The argument c is an array of coefficients from low to high degree along each axis. For example, [1,2,3] represents the series 1*T_0 + 2*T_1 + 3*T_2 while [[1,2],[1,2]] represents 1*T_0(x)*T_0(y) + 1*T_1(x)*T_0(y) + 2*T_0(x)*T_1(y) + 2*T_1(x)*T_1(y) if axis=0 is x and axis=1 is y.
Syntax
numpy.polynomial.chebyshev.chebder(c, m=1, scl=1, axis=0)
Parameters
- c − Array of Chebyshev series coefficients. If multidimensional, different axes correspond to different variables
- m − Number of derivatives taken, must be non-negative (Default: 1)
- scl − Each differentiation is multiplied by scl.

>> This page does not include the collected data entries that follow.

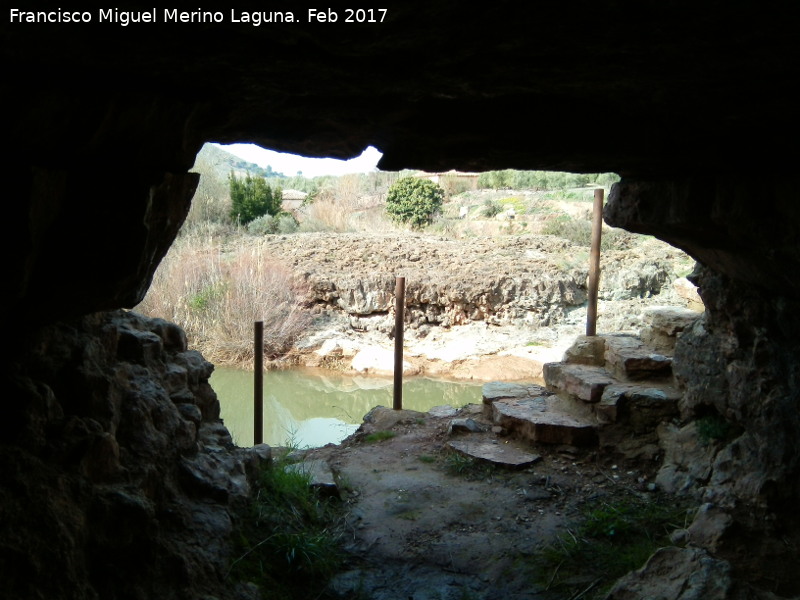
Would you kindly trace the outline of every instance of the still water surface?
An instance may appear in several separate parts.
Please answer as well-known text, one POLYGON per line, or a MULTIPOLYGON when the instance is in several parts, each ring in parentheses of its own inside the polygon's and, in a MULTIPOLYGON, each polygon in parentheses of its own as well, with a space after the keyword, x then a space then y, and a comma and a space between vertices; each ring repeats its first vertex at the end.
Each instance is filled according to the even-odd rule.
MULTIPOLYGON (((239 446, 253 444, 253 373, 217 367, 211 376, 222 418, 239 446)), ((423 377, 403 382, 403 408, 427 411, 481 402, 481 384, 423 377)), ((392 380, 305 369, 264 373, 264 442, 300 447, 338 443, 375 406, 392 406, 392 380)))

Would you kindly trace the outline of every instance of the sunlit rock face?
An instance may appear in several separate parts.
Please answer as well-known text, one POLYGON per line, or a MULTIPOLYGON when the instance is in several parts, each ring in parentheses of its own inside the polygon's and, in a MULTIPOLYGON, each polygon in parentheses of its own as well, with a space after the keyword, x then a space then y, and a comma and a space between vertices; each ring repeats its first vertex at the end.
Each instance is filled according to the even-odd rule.
MULTIPOLYGON (((174 404, 157 391, 161 375, 152 369, 140 373, 133 402, 118 375, 106 374, 136 371, 167 352, 149 326, 123 335, 109 333, 119 330, 105 321, 112 317, 64 320, 141 298, 188 211, 197 179, 187 171, 204 142, 335 157, 372 144, 384 152, 385 169, 623 175, 607 221, 666 239, 705 265, 696 280, 707 314, 684 335, 683 350, 679 343, 676 371, 685 419, 716 415, 733 427, 732 439, 698 454, 712 464, 690 470, 704 474, 697 493, 736 519, 707 519, 717 530, 693 541, 714 540, 714 560, 734 566, 731 581, 799 593, 796 569, 783 568, 786 548, 798 545, 796 520, 784 508, 800 493, 800 204, 796 157, 786 150, 800 130, 796 22, 756 2, 645 8, 588 0, 480 10, 406 2, 371 25, 312 26, 305 11, 297 17, 269 28, 234 24, 227 14, 222 24, 180 27, 0 24, 11 154, 2 163, 4 330, 24 345, 47 323, 56 337, 99 345, 112 357, 70 362, 63 353, 73 350, 53 342, 38 355, 20 353, 7 370, 12 414, 4 422, 18 426, 2 440, 3 572, 28 569, 31 581, 52 587, 39 596, 112 597, 103 590, 114 587, 111 573, 124 558, 104 552, 114 537, 136 557, 122 584, 145 585, 138 573, 149 577, 150 566, 166 569, 173 559, 182 581, 193 576, 170 536, 208 539, 205 522, 163 513, 160 526, 171 525, 151 530, 153 511, 163 507, 151 496, 168 499, 173 485, 191 488, 197 479, 191 469, 184 483, 161 475, 176 474, 185 453, 198 451, 211 405, 174 404), (162 408, 145 418, 132 407, 150 397, 162 408), (146 455, 132 471, 131 453, 146 455), (93 487, 132 474, 133 488, 121 495, 93 487), (35 493, 44 479, 48 493, 35 493), (123 529, 112 531, 116 523, 123 529), (34 539, 50 554, 26 554, 15 545, 20 531, 38 532, 34 539), (140 548, 147 531, 156 542, 140 548), (748 547, 753 532, 762 533, 748 547), (49 558, 61 561, 62 576, 47 577, 49 558), (101 558, 107 563, 92 562, 101 558)), ((201 495, 218 487, 198 485, 201 495)), ((213 526, 224 534, 224 518, 213 526)), ((199 569, 217 585, 218 574, 208 574, 217 573, 219 556, 199 569)), ((690 558, 690 566, 702 562, 690 558)), ((184 585, 158 579, 162 573, 163 589, 184 585)), ((125 597, 158 595, 139 592, 125 597)))

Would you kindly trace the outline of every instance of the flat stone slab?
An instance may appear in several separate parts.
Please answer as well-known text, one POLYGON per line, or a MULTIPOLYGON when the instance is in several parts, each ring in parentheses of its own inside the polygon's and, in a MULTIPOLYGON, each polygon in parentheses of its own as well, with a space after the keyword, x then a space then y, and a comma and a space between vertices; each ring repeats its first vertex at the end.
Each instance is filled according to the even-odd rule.
POLYGON ((602 367, 547 363, 544 380, 550 390, 561 391, 583 400, 599 402, 606 386, 616 380, 602 367))
POLYGON ((594 424, 549 405, 544 397, 498 400, 492 405, 497 425, 534 443, 594 446, 594 424))
POLYGON ((453 450, 495 465, 521 469, 539 461, 538 454, 525 452, 510 444, 478 440, 453 440, 447 444, 453 450))
POLYGON ((326 496, 338 496, 339 486, 333 477, 333 471, 324 460, 304 460, 286 465, 287 471, 303 473, 309 477, 309 486, 326 496))
POLYGON ((606 340, 606 367, 622 379, 668 377, 672 359, 659 354, 631 335, 609 335, 606 340))

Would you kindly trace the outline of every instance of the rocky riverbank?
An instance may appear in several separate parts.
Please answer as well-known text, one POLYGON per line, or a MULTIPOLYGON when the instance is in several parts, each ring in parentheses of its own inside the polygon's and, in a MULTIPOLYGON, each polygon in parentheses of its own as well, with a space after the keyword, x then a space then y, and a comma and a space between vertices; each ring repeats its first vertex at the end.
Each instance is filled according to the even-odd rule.
MULTIPOLYGON (((406 277, 409 375, 537 378, 585 328, 588 251, 558 237, 315 233, 252 243, 295 273, 313 316, 278 364, 391 373, 396 276, 406 277)), ((689 305, 679 276, 691 264, 645 237, 604 252, 599 328, 638 331, 647 306, 689 305)))

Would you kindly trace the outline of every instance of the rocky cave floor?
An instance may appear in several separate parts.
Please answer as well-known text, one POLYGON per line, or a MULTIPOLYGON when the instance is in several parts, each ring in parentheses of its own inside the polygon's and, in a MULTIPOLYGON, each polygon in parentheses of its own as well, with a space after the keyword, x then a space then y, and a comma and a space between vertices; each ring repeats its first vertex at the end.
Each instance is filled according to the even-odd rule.
MULTIPOLYGON (((468 405, 457 416, 480 422, 480 410, 468 405)), ((658 460, 623 461, 597 448, 534 448, 491 431, 448 433, 453 416, 393 412, 385 410, 377 429, 365 423, 342 444, 304 455, 330 465, 343 499, 346 566, 330 597, 597 597, 613 580, 596 568, 587 565, 576 576, 564 567, 559 574, 561 565, 543 566, 536 557, 557 547, 559 536, 580 536, 587 510, 681 504, 652 483, 658 460), (375 440, 368 432, 376 430, 391 434, 375 440), (464 459, 447 447, 464 436, 519 446, 539 458, 521 469, 464 459)), ((688 525, 693 511, 675 529, 688 525)))

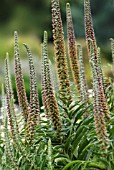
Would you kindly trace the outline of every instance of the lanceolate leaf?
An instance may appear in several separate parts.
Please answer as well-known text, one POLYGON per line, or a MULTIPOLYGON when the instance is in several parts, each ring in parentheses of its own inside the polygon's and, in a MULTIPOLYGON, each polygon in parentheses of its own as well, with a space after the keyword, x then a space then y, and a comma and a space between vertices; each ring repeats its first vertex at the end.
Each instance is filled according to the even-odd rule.
POLYGON ((98 162, 89 162, 89 161, 85 162, 85 161, 81 161, 81 160, 75 160, 75 161, 72 161, 69 164, 67 164, 63 168, 63 170, 68 170, 68 168, 70 168, 72 165, 75 165, 75 164, 79 165, 79 163, 82 163, 82 165, 86 164, 86 167, 98 168, 98 169, 101 169, 101 170, 105 170, 105 168, 106 168, 103 164, 100 164, 98 162))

Final result is multiplied by scl**m (Default: 1)
- axis − Axis over which the derivative is taken (Default: 0)
Example
Let's differentiate a 2D Chebyshev series along different axes ?
import numpy as np
from numpy.polynomial import chebyshev as C
# Create a multidimensional array of Chebyshev series coefficients
c = np.arange(4).reshape(2,2)
# Display the coefficient array
print("Our coefficient Array...\n",c)
# Check the Dimensions
print("\nDimensions of our Array...\n",c.ndim)
# Get the Shape
print("\nShape of our Array object...\n",c.shape)
# Differentiate along axis 0 (default)
print("\nDerivative along axis 0...\n",C.chebder(c))
# Differentiate along axis 1
print("\nDerivative along axis 1...\n",C.chebder(c, axis=1))
Our coefficient Array... [[0 1] [2 3]] Dimensions of our Array... 2 Shape of our Array object... (2, 2) Derivative along axis 0... [[2. 3.]] Derivative along axis 1... [[1.] [3.]]
Multiple Derivatives
You can take higher-order derivatives by specifying the m parameter ?
import numpy as np
from numpy.polynomial import chebyshev as C
# Create coefficients for a higher degree polynomial
c = np.arange(9).reshape(3,3)
print("Original coefficients...\n", c)
# First derivative
print("\nFirst derivative...\n", C.chebder(c, m=1))
# Second derivative
print("\nSecond derivative...\n", C.chebder(c, m=2))
Original coefficients... [[0 1 2] [3 4 5] [6 7 8]] First derivative... [[ 3. 4. 5.] [12. 14. 16.]] Second derivative... [[12. 14. 16.]]
Using Scale Factor
The scl parameter multiplies each differentiation step ?
import numpy as np
from numpy.polynomial import chebyshev as C
c = np.arange(6).reshape(2,3)
print("Original coefficients...\n", c)
# Differentiate with scale factor
print("\nWith scl=2...\n", C.chebder(c, scl=2))
# Compare with default scale
print("\nWith scl=1 (default)...\n", C.chebder(c, scl=1))
Original coefficients... [[0 1 2] [3 4 5]] With scl=2... [[6. 8.]] With scl=1 (default)... [[3. 4.]]
Conclusion
Use chebder() to differentiate multidimensional Chebyshev series along any axis. The m parameter controls derivative order, while scl applies scaling for variable transformations.